En su libro cuenta con detalle el horror de los años del sida. ¿Hay alguna lección que se pueda aprender o sencillamente fue una tragedia absurda y cruel? No creo que mi libro aporte ninguna lección concreta. Lo que sí tengo es un fondo de rabia, porque sigo igual de cabreado por lo que pasó y por el borrado de aquella generación. Como Cookie Mueller o como Gary Indiana.
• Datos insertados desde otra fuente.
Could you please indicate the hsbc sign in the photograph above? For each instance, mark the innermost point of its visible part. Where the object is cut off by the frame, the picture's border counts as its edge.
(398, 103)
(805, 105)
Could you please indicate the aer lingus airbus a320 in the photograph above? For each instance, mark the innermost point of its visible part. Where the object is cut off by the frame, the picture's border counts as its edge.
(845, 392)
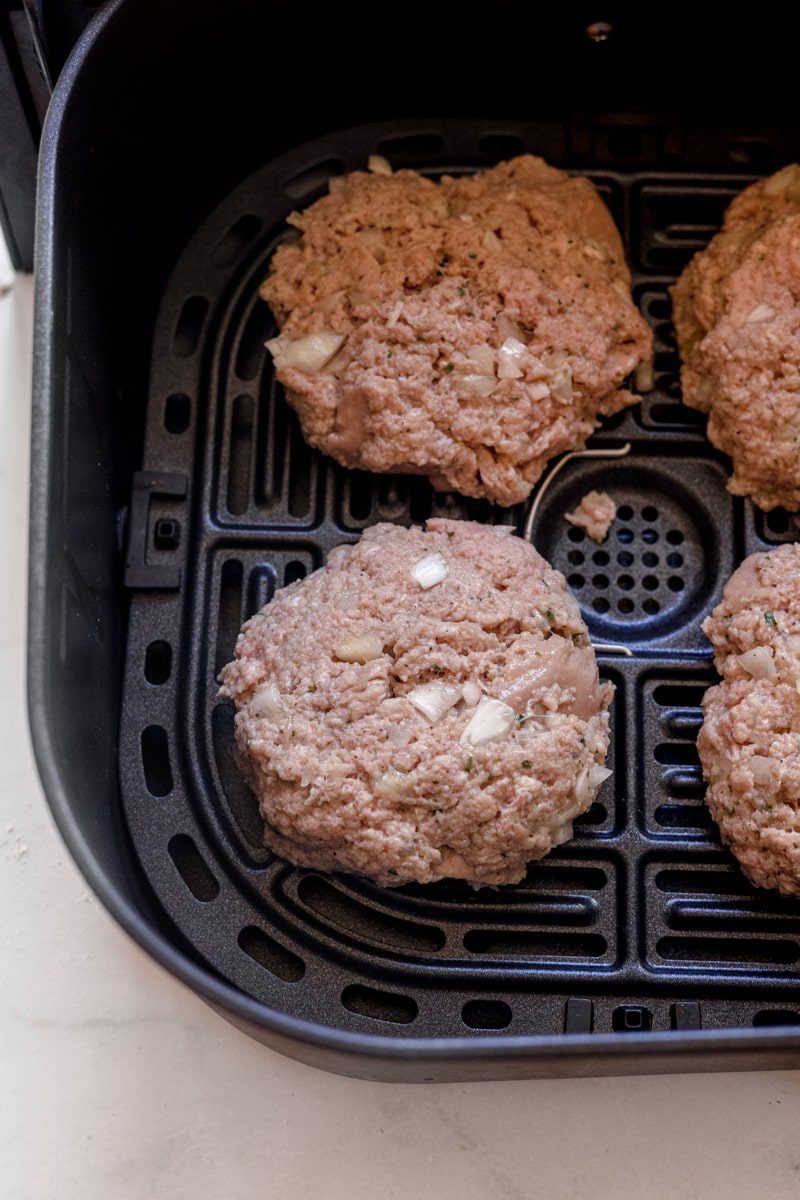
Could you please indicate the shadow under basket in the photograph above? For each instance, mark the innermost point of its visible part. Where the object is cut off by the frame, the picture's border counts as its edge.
(160, 527)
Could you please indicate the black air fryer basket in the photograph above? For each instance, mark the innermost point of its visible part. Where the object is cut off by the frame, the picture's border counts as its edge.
(172, 493)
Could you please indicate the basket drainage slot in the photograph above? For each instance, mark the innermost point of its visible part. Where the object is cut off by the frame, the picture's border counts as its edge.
(157, 663)
(178, 413)
(379, 1006)
(155, 760)
(192, 868)
(271, 955)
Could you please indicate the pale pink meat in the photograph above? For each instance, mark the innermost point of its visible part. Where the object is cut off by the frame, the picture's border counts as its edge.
(750, 742)
(737, 311)
(352, 777)
(486, 322)
(595, 514)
Los llama sus “amigos heroicos”. Cookie o Gary representan a una generación de hombres y mujeres, y también personas trans, cuya brillantez se apagó demasiado pronto. Fueron borrados, extinguidos, cuando deberían haber sido los máximos beneficiarios de la cultura de la época. Nadie parece entender que hubo un momento de nacimiento de la cultura que hoy nos rodea. Por eso tengo tan pocas ganas de perdonar.
No cuenta demasiado de su propia vida en su libro. Yo quiero contar lo que toda esa gente no pudo. Prefiero hablar de ellos, porque la ciudad que me crio, en la que viví, surgió gracias a estas personas. Piénsalo: primero los movimientos por los derechos civiles, y luego el feminismo y la liberación gay, crearon una cultura increíblemente fértil. Y de golpe cayó por un precipicio. Por ejemplo, no más de cinco personas que yo conozca saben quién era Charles Ludlam, cuando era un genio. Un genio que murió a los 45.
Esa parece ser la edad maldita de aquellos años. Te diría que sí, pero no, porque 1991 fue el año en que murió más gente de sida en Nueva York, y entre la gente que yo conocía era muy común fallecer antes de los 30. Cumplir 45 en aquel momento era casi llegar a viejo.
El mundo parece que se acaba por momentos. ¿Hay alguna manera de tranquilizarse? Es una buena pregunta. Siento decepcionarte pero no creo que haya muchas razones para el optimismo.
¿Ayuda al menos la edad, la experiencia o haber sobrevivido a poner las cosas en perspectiva? No tengo nada definitivo que decir sobre haber sobrevivido a nada en particular. Pero me siento muy agradecido de poder disfrutar el mundo. Me sigue pesando mucho el duelo, pero la tristeza también acompaña. Tengo muy presente, por ejemplo, a un pintor amigo mío llamado Hugh Steers. Creo que murió en el 95, no sé si llegó a los 30, pero ahora se vuelve a cotizar porque fue pionero en tratar la temática del género en su obra. El caso es que solemos alquilar una casita en Rhode Island, de donde era su familia y donde está enterrado, y visitamos con frecuencia su tumba, que nos pilla cerca. Los suyos no están para cuidarla, así que lo hemos convertido en una costumbre. Tengo muy presente a todos los que se fueron, pero hay algunos que están siempre en mi cabeza. Es que morir a los 30 es... no sé, terrible. Y te aseguro que no soy un tipo taciturno.
Haber perdido a tanta gente debe de pesar muchísimo. Sí. Es inevitable, y supongo que también ha cambiado mi relación con Nueva York. Hubo una temporada en que veía fantasmas en cada esquina. Tuve que rehacer mis recorridos para no toparme con ellos constantemente. Era demasiado.